Album: John Grant, Pale Green Ghosts (Bella Union)


It's fair to say that most who heard the former Czars frontman's solo debut Queen of Denmark would have happily lapped up more of the same: channelling struggles with drugs, alcohol and sexuality into beautiful, baroque soft-rock, it cropped up on many an end-of-year list in 2010.

Yet Grant can barely acknowledge his laurels, let alone rest on them. And so, for this follow-up he's gone electronic, allying his emotional vicissitudes to those of early dance music, from the disco bacchanal of "Sensitive New Age Guy" to the title track's claustrophobic, proto-techno grind.

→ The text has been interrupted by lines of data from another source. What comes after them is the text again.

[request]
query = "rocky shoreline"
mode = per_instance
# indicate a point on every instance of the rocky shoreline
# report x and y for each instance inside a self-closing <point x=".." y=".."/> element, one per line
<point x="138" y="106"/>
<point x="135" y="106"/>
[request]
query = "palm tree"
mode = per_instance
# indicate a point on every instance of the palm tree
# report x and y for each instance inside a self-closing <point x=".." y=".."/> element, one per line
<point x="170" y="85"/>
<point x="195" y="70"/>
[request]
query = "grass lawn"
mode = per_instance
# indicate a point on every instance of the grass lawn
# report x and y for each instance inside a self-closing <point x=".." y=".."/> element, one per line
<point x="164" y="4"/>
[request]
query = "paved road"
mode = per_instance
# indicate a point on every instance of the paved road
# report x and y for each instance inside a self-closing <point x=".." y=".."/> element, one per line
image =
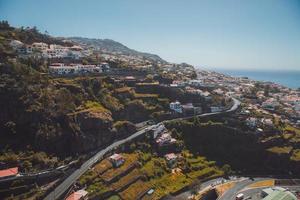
<point x="62" y="188"/>
<point x="231" y="193"/>
<point x="59" y="190"/>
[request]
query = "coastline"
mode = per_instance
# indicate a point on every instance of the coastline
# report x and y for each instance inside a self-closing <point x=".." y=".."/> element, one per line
<point x="287" y="78"/>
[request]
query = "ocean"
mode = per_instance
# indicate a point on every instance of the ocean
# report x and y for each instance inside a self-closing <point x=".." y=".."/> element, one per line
<point x="287" y="78"/>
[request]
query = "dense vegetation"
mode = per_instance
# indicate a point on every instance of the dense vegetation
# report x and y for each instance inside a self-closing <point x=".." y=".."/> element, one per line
<point x="242" y="151"/>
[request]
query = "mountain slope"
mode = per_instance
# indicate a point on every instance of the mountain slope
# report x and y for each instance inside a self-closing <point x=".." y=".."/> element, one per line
<point x="111" y="46"/>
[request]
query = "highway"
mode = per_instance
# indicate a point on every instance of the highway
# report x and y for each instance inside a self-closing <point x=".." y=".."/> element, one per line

The occasional familiar, Carpenters-esque track aside, it makes for an exhilarating musical progression – even as his lyrical style remains unchanged. Once again, discomfiting self-exposure is tempered by the most eccentric, erudite wit: take "Ernest Borgnine", in which he obliquely reflects on his recent HIV diagnosis with reference to the late film bruiser, or "Black Belt", a caustic diatribe against an ex-lover that makes a quip out of the word "callipygian" – that's "having well-shaped buttocks", FYI.

"Pain it is a glacier … creating spectacular landscapes," he sings on "Glacier": a truth his career makes self-evident.